That sentence usually invites a single follow-up: how? The honest answer is that the work is not done by one person typing faster. It is done by one person who has turned the practices a healthy engineering organization relies on — version-control discipline, code review, CI/CD, documentation, observability — into a system that an AI coding agent can execute, session after session, without losing the plot.

None of the individual practices are novel. What's interesting is what happens when you treat them not as team rituals but as an operating system for a single human and an agent — and write that system down so precisely that it runs the same way every time.

01 · Leverage over headcount

The defining constraint isn't budget or skill — it's that there is no team to hold context in their heads. So context doesn't live in heads. It lives in the repository, in a form an agent re-reads at the start of every session. The human keeps the three things that delegate poorly: direction, taste, and the final merge. Everything in between — decomposition, drafting, testing, documenting, deploying — is execution the agent can own.

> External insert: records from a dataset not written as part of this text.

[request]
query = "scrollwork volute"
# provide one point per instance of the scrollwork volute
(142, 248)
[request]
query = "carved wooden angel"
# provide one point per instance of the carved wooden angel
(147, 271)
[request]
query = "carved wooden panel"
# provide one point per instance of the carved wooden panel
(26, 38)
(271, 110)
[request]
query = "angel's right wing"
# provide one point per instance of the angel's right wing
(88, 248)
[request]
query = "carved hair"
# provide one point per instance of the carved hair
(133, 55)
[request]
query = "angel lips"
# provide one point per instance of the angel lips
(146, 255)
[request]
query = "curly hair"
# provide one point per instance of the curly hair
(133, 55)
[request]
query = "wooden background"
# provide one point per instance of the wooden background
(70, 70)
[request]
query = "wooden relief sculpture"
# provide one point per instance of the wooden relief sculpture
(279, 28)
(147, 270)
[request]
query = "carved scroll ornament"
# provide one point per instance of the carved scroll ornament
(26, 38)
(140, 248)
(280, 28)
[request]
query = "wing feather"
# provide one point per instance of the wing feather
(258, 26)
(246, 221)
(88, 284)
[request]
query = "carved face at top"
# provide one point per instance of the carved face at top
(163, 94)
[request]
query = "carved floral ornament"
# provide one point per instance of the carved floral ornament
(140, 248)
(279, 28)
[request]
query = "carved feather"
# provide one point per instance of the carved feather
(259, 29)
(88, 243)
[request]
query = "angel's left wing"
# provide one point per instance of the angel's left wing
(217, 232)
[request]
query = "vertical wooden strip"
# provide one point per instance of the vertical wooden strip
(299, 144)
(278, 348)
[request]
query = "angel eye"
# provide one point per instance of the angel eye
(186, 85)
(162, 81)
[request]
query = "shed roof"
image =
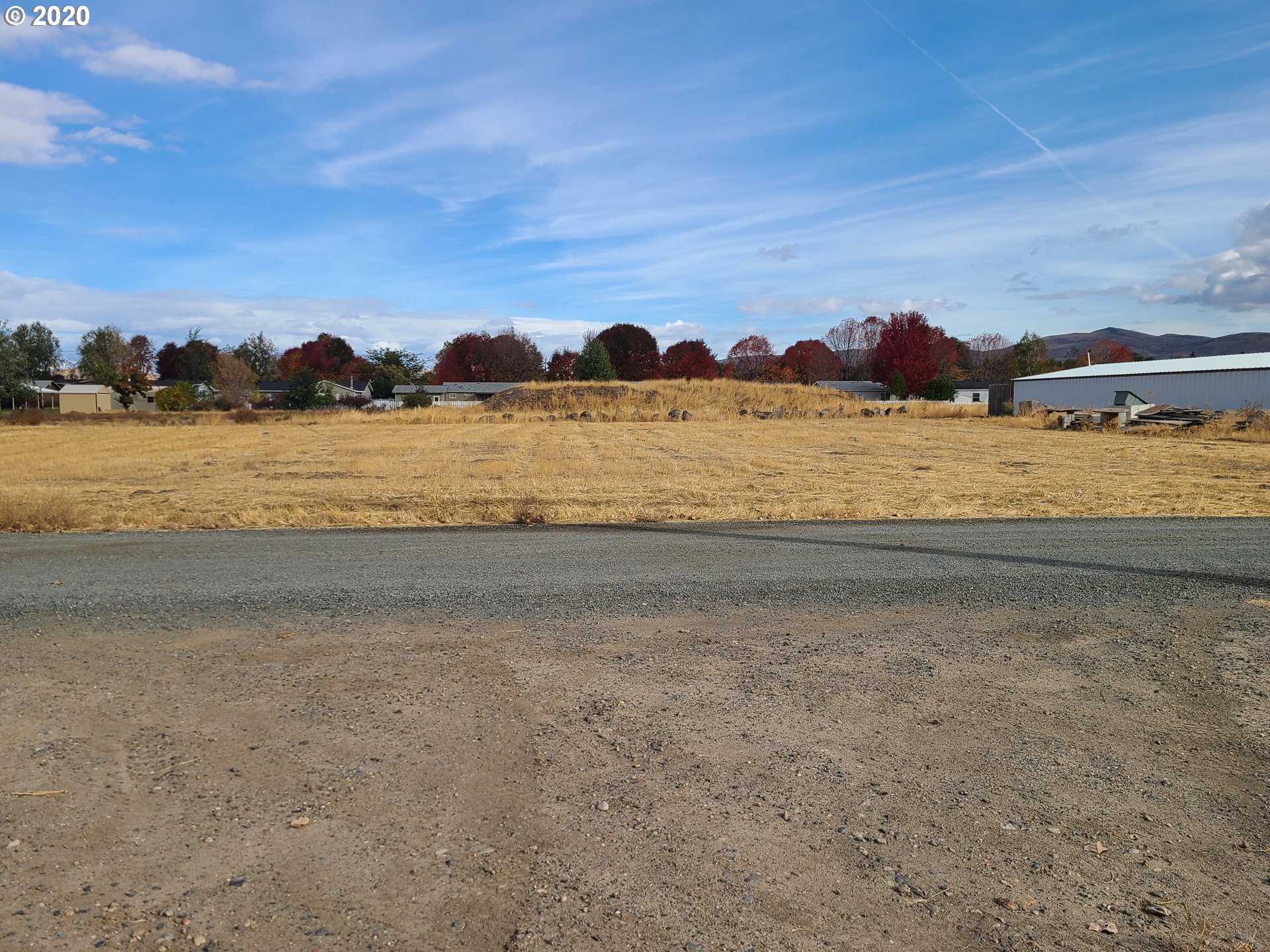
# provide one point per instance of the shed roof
(1180, 365)
(860, 386)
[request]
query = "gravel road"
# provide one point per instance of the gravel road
(643, 568)
(1009, 735)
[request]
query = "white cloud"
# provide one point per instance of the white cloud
(142, 60)
(785, 253)
(73, 309)
(110, 138)
(1238, 280)
(836, 305)
(30, 125)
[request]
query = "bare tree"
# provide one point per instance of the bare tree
(843, 340)
(991, 357)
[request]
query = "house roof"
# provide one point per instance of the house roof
(1180, 365)
(454, 389)
(860, 386)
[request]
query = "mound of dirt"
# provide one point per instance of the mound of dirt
(532, 399)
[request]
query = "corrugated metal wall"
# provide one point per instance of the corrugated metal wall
(1217, 390)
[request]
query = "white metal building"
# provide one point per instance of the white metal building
(1214, 382)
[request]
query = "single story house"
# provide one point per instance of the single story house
(454, 394)
(970, 391)
(85, 397)
(275, 390)
(859, 389)
(347, 387)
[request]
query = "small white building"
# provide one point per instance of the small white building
(970, 391)
(859, 389)
(456, 395)
(1226, 382)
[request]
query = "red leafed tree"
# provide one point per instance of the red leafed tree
(749, 356)
(633, 352)
(690, 360)
(560, 366)
(328, 356)
(507, 357)
(911, 346)
(460, 361)
(1109, 352)
(810, 361)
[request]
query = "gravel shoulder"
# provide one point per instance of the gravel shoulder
(728, 736)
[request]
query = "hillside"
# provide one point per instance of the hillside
(1160, 346)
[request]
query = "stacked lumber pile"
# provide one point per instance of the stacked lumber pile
(1165, 415)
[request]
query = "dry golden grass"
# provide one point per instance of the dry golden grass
(441, 466)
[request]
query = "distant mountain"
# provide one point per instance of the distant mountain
(1160, 346)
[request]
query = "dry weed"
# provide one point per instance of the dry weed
(349, 469)
(38, 510)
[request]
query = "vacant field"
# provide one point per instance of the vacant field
(425, 469)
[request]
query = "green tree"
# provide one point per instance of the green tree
(593, 361)
(13, 370)
(898, 386)
(304, 390)
(41, 350)
(940, 389)
(1029, 354)
(177, 397)
(103, 354)
(261, 354)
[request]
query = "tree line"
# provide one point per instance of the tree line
(905, 352)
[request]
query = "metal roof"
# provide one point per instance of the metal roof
(1180, 365)
(455, 387)
(853, 385)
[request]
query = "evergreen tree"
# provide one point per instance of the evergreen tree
(593, 361)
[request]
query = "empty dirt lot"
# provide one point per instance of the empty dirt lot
(920, 735)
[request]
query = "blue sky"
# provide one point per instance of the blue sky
(399, 173)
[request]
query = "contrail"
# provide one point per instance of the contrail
(1058, 163)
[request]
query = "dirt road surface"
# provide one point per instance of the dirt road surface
(976, 735)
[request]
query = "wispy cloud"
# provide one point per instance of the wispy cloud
(785, 253)
(31, 125)
(142, 60)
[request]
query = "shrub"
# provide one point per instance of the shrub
(175, 399)
(939, 389)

The agent doesn't remember last week. The repository does — and that turns out to be the more durable kind of memory.

02 · The constitution

Every session boots from a set of standing instructions — the closest thing the project has to a constitution. It encodes the decisions that must never be re-litigated: who owns what, how the brand renders, how Git is handled, what "done" means. Four layers do the work:

  • Instructions — canonical, non-negotiable rules loaded into every session: entity & brand canon, Git hygiene, the definition of done.
  • Memory — atomic facts, one per file, behind a recall index, so a fresh agent starts knowing what the last one learned.
  • Skills — repeatable procedures the agent invokes by name: branded-PDF generation, the design system, end-of-session wrap-up, parity audits.
  • Hooks — deterministic guardrails the harness enforces, not the model: surfacing the toolbox on startup, nudging when docs drift, refusing an unsafe command before it runs.

03 · One source of truth

Planning and execution are split on purpose. A project tracker is the command center — one initiative, one project per launch gate, from app submission through go-live. GitHub is where the work actually happens: every change is an issue and a pull request against a protected main, reviewed before it merges. Even when the reviewer is, in effect, the founder plus an agent, the shape holds — nothing reaches production unseen.

The discipline compounds. Because project state lives in structured tools rather than memory, it can be read back automatically: a launch dashboard regenerates itself from the tracker, the issue counts, and live health probes — a self-updating answer to "how close are we?" that no one maintains by hand.

04 · Documentation that writes itself

Most documentation rots because keeping it current is someone's separate job, and that someone is busy. Here the rule is inverted: documentation is push, not pull. Any session that changes how the system behaves updates the matching document in the same session — part of the definition of done, not a follow-up ticket.

The library is built so an agent can navigate it: a consistent taxonomy, machine-readable front-matter, and gap tags dropped inline wherever a fact still needs a decision or verification. Those tags surface on a dashboard and get burned down automatically; only the ones that truly need the founder's call wait for the founder. On every stable change, the whole library rebuilds itself into a browsable site and a print-ready PDF.

Docs don't drift when changing the system and describing it are the same act.

05 · Ship it safely

DevOps for a team of one is still DevOps. Dev and prod are real, separate environments — a development backend and a developer test track for the apps, with production behind its own domains and protections. A change is exercised in dev before it is near a customer. Infrastructure is scripted, not remembered: backend stacks, one-command deploys, edge-function promotion, and CDN invalidation are codified, so shipping is a reproducible step in the loop — and the script is its own documentation.

Observability is held to the same honesty standard as everything else. The public status page doesn't ping for a polite 200 and call it green; it runs synthetic checks that actually sign in, read the database, fetch live pricing, and call the API — the things a customer does. If a real capability breaks, the page turns red and alerts fire. Monitoring that can quietly lie is worse than no monitoring at all.

The human in the loop

What's notable here isn't that an agent writes code; that part is increasingly ordinary. It's the shape of the collaboration. The human sets direction, makes the irreversible calls, applies taste, and approves the merge. The agent decomposes the work, drafts and tests it, deploys it, documents it, and — crucially — writes down what it learned, so the next session begins further ahead than the last one ended.

That last property is what turns a clever tool into an operating system. Each session leaves the repository a little more capable of running itself: one more skill, one more guardrail, one more decision recorded so it never has to be made twice. The work compounds.

The team is one. The leverage is not — and the difference between them is almost entirely written down, in plain text, where the next agent will read it.